Sus compañeros más allegados le han comentado la conveniencia de pedir perdón y cerrar de golpe una polémica generada por un calentón que aunaba todo su malestar. Isco podía haber pedido ese perdón por las redes sociales que tanto utiliza para relatar momentos de su vida. Si lo hubiera hecho nada más acabar el encuentro las críticas se habrían atenuado. No lo hizo.
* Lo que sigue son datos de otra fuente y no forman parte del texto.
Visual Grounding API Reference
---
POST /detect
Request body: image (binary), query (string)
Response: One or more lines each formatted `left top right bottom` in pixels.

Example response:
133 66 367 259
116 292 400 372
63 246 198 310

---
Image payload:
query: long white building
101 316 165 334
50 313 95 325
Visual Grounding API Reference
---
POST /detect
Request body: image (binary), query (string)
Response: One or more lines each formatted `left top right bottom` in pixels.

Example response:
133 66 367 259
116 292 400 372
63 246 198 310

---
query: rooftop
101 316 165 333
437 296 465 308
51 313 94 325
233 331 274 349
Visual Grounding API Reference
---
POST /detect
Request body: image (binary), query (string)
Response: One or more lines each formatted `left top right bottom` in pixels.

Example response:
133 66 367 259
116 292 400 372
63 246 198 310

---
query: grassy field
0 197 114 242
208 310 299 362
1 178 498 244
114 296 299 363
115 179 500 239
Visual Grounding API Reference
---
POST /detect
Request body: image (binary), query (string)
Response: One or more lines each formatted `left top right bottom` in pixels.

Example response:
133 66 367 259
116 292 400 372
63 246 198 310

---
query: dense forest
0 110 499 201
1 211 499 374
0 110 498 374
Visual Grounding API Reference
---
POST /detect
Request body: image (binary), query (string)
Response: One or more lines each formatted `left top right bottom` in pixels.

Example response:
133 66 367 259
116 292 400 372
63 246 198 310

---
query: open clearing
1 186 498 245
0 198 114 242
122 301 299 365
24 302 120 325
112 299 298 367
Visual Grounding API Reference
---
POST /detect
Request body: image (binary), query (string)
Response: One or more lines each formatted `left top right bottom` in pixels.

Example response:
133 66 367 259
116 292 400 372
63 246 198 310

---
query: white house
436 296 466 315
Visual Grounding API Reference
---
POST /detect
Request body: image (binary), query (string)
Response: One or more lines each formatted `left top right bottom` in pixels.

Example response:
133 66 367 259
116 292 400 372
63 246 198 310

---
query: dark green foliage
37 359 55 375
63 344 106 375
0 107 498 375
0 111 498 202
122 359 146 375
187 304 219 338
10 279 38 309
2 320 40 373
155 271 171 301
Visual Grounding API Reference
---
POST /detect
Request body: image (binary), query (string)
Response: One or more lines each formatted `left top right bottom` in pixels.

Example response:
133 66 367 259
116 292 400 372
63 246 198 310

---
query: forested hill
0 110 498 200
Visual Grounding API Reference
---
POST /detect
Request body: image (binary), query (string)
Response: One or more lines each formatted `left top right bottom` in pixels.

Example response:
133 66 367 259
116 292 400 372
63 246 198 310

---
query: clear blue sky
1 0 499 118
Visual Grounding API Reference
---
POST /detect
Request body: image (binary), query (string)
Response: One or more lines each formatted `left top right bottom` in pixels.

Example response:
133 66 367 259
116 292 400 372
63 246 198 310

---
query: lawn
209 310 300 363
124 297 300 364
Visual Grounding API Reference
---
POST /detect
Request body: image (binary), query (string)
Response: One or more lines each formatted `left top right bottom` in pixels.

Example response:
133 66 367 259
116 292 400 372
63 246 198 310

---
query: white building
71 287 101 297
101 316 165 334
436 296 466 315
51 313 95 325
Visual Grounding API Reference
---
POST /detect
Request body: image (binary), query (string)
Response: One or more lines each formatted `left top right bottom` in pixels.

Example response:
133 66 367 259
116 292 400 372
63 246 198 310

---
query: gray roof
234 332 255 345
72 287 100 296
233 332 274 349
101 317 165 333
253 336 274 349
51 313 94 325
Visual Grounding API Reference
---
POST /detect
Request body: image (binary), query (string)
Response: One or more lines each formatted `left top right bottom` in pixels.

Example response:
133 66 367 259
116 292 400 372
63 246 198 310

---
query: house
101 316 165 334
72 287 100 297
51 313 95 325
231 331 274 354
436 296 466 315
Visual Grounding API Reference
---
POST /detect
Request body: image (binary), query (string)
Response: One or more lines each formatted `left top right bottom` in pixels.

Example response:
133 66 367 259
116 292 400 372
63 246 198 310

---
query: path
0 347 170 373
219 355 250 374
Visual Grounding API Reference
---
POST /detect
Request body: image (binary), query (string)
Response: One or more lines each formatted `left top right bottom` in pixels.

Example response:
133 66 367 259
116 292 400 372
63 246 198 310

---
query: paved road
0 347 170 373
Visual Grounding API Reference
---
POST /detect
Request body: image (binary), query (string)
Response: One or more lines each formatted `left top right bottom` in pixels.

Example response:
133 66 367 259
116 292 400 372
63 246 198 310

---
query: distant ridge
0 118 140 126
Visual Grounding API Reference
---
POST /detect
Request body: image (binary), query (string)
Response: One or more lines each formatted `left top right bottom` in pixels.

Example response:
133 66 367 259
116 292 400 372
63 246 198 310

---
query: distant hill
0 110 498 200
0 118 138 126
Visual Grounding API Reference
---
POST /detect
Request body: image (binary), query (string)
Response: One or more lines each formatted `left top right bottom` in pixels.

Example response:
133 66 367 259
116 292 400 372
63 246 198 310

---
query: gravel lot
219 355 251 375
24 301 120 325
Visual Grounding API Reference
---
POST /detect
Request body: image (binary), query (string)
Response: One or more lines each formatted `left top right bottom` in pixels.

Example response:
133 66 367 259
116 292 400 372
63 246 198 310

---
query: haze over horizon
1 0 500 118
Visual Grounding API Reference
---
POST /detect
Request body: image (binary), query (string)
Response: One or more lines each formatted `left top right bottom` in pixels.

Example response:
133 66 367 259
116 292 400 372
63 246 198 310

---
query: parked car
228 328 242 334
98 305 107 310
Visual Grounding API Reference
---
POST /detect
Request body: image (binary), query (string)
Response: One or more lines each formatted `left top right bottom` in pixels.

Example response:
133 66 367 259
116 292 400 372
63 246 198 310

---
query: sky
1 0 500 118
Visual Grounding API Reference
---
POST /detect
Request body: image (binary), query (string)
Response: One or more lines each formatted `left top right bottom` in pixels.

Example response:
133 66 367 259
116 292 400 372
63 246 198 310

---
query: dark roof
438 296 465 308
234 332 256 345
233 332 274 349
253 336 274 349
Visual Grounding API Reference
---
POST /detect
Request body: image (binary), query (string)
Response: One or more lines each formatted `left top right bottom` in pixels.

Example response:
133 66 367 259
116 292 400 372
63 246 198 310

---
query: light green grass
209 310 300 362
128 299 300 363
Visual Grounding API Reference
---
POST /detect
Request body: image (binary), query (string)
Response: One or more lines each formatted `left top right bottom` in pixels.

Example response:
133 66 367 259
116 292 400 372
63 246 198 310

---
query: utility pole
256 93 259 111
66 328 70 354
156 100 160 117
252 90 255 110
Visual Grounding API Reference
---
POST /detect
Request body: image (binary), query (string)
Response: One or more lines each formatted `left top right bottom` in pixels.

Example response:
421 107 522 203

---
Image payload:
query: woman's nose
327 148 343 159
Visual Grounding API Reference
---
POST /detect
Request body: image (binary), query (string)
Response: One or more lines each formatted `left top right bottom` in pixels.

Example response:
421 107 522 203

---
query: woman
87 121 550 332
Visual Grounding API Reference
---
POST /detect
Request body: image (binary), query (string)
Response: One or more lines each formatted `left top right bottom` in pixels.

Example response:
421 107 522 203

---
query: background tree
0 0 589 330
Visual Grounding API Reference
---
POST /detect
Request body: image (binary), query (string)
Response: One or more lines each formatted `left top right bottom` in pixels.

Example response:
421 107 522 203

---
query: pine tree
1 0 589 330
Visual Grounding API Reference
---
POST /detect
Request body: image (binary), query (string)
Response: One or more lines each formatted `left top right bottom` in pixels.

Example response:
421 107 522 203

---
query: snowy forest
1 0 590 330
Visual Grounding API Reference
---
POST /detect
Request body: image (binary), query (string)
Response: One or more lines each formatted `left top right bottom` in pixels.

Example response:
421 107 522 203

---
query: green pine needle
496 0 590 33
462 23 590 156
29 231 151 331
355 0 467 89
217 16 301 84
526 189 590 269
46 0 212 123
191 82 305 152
Ahora, algunos futbolistas le dicen que lo mejor es dar carpetazo al asunto con ese «perdón» que cerraría este episodio, con el fin de provocar precisamente ese punto de inflexión que cambie su situación en el Madrid.

Buscar la unidad del plantel

Sus compañeros manifiestan que Isco lo intentó todo frente al CSKA, quiso coger el balón, tuvo actitud y esa mala reacción ante el público es un frente que debe atajar para que no se sume a su pase a la reserva con Solari. Su relación con el entrenador no ha sido buena y en Éibar se produjo la discusión que le dejó sin jugar en Roma por indisciplina. Al malacitano se le achacaba falta de actitud en los entrenamientos y en los partidos. Ese capítulo se ha superado. El centrocampista demostró ganas de dirigir al equipo ante los rusos y su gesto de encararse al público dejó en segundo plano todos sus intentos futbolísticos.

El litigio de su cesión del brazalete de capitán a Carvajal cuando Marcelo fue sustituido y le entregaba esa autoridad tenía como argumento que los dos llegaron al Real Madrid en 2013 y como el malagueño fue capitán frente al Melilla le dijo al canterano que el siguiente partido lo sería él. Pero el brasileño demostró su falta de «feeling» con Isco al explicar que no sabía por qué debía dar el brazalete a Carvajal. Marcelo ya habló en Roma el 27 de noviembre (0-2), de la necesidad de tener actitud cuando le cuestionaron por el castigo del malagueño.

Su futuro

Solari debe abordar esta falta de relación entre diversos jugadores de su plantilla para conseguir una unidad más necesaria que nunca en un equipo falto de líderes que tomen el timón dentro y fuera del campo. Un conjunto que acusa la carencia de puesta a punto de jefes veteranos como Modric, Kroos, Varane y el propio Marcelo. Ramos intenta tomar las riendas para enderezar la nave, pero no puede hacerlo todo solo. Es defensa y necesita la ayuda de centrocampistas y delanteros que asuman la responsabilidad.

Isco debería ser uno de sus líderes. Era indiscutible con Lopetegui y ha de determinar su futuro. Esta situación es su punto de inflexión. O pide perdón y se concentra en continuar siendo un referente del Real Madrid o no reacciona y se encamina a una realidad complicada y un próximo futuro lejos del club blanco. Hace un año renovó hasta 2022. La decisión es suya.